In Switzerland, when IT security experts must be called out in response to a crisis, it gets expensive, says Nick. He does not want to call the prices extortionate, but "unfortunately they are very high". On the one hand, this is due to the specialisation and the salary level of specialists, even if these can sometimes be hard to justify, he explains. Nick also called attention to the special aspects of security tasks: “It is like the fire brigade, who must put out a fire when it starts. Security incidents are unplannable events which organisations must be prepared for around the clock, to save assets and lives. Ensuring the survival of companies and sometimes, even of people, in the event of damage.”
According to Nick, the increasingly expensive ICT specialists have also led to complaints and concerns that have long since ceased to come only from SMEs. "Even large, established and international companies often reach their limits when it comes to the financial burdens imposed by ICT specialists. The trend has been going on for 20 years but has accelerated in the last 10, especially since the Covid19 pandemic".
Nick points to the shortage of skilled workers, which is by no means unique to Switzerland, as the reason for high prices. Due to the shortage of skilled workers, companies in rich, developed countries are beginning to cover their needs internationally: "This has led them to raise salaries internationally. Which has then led to countries with lower levels of prosperity, having most of their resources grazed out and with local companies no longer able to afford the wages". The "war for talent" is now running internationally and has intensified in the pandemic period. Digitalisation, remote working, digital nomads, etc. are other drivers and aspects that fuel this phenomenon. The job change is now not only local, but also global. Moreover, it is a generational issue - today's generation sees the labour market and the world of work differently, the job is no longer a life task.

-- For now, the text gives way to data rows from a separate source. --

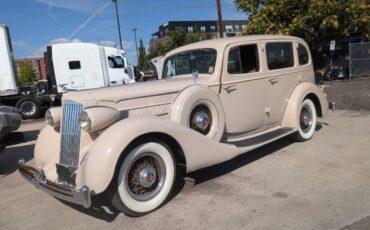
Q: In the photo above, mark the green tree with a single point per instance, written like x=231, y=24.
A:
x=26, y=73
x=313, y=20
x=143, y=59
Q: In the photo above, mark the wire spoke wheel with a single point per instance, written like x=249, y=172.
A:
x=305, y=119
x=201, y=119
x=28, y=108
x=146, y=176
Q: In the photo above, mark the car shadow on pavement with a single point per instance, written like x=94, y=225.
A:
x=218, y=170
x=101, y=208
x=9, y=158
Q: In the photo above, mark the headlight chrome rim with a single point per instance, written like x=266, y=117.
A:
x=85, y=121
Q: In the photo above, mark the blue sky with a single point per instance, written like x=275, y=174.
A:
x=36, y=23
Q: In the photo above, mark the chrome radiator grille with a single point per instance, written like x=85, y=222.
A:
x=70, y=140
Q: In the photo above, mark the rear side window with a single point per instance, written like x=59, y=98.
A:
x=243, y=59
x=74, y=65
x=279, y=55
x=302, y=55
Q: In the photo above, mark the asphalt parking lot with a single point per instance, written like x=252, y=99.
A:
x=320, y=184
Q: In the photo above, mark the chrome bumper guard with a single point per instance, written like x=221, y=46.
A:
x=77, y=196
x=332, y=106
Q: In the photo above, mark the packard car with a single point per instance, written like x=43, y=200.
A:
x=217, y=99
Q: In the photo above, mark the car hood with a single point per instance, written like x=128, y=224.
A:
x=152, y=92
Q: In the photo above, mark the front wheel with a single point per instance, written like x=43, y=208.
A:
x=30, y=107
x=306, y=121
x=145, y=179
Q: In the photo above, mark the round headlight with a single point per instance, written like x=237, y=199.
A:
x=85, y=122
x=49, y=118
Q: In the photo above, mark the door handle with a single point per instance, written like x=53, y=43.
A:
x=230, y=88
x=274, y=80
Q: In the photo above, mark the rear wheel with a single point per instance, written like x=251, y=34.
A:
x=30, y=108
x=307, y=121
x=145, y=179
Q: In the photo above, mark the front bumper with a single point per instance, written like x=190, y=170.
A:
x=77, y=196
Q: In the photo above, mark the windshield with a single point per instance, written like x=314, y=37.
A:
x=202, y=60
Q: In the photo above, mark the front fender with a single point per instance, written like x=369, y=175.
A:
x=303, y=90
x=99, y=166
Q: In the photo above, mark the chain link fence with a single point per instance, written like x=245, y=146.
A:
x=359, y=59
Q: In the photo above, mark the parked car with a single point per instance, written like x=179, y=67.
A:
x=217, y=99
x=10, y=120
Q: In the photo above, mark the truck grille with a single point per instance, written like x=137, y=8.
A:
x=70, y=140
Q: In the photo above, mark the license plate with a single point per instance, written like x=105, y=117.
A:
x=64, y=173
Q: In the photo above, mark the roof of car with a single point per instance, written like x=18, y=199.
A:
x=222, y=42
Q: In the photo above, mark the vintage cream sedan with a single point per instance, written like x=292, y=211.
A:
x=217, y=99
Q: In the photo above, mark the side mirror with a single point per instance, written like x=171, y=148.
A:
x=195, y=75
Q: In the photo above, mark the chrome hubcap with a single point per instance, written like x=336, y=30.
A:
x=306, y=119
x=201, y=119
x=146, y=176
x=28, y=108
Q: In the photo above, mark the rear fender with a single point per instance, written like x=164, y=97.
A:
x=99, y=166
x=301, y=92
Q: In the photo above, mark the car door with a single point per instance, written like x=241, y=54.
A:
x=283, y=77
x=243, y=89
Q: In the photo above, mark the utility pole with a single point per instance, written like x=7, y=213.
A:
x=137, y=55
x=119, y=27
x=219, y=14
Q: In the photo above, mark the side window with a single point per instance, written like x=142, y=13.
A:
x=302, y=55
x=74, y=65
x=233, y=61
x=243, y=59
x=279, y=55
x=116, y=62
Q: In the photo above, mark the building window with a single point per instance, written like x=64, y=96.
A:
x=229, y=28
x=74, y=65
x=243, y=59
x=279, y=55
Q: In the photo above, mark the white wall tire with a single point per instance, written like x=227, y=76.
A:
x=195, y=97
x=145, y=179
x=306, y=121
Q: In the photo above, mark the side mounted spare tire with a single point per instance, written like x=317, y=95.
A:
x=199, y=108
x=29, y=107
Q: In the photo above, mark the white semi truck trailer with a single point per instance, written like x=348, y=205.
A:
x=69, y=67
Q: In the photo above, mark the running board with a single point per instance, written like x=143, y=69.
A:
x=262, y=138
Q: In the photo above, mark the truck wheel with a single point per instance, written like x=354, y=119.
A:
x=306, y=122
x=30, y=108
x=145, y=179
x=200, y=109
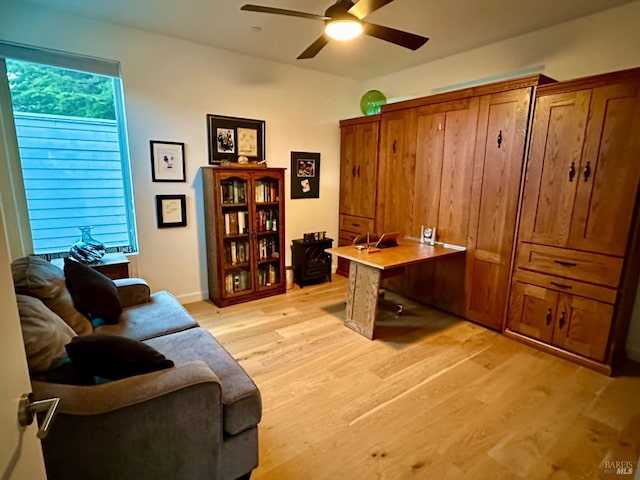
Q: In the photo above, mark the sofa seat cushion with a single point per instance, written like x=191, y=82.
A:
x=163, y=314
x=241, y=402
x=44, y=333
x=41, y=279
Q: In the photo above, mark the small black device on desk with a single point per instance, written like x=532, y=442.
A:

The fact that Switzerland was relatively late to notice this tightening is because it was traditionally a high-price country. "More recently however, Switzerland is no longer a high-cost country in the ICT sector, with other countries paying more, and that is a new experience for Switzerland," says Nick. The fight for talent, he adds, is a fact and a reality, but "unfortunately neither sustainable nor helpful for healthy market development, the sector or long term job satisfaction".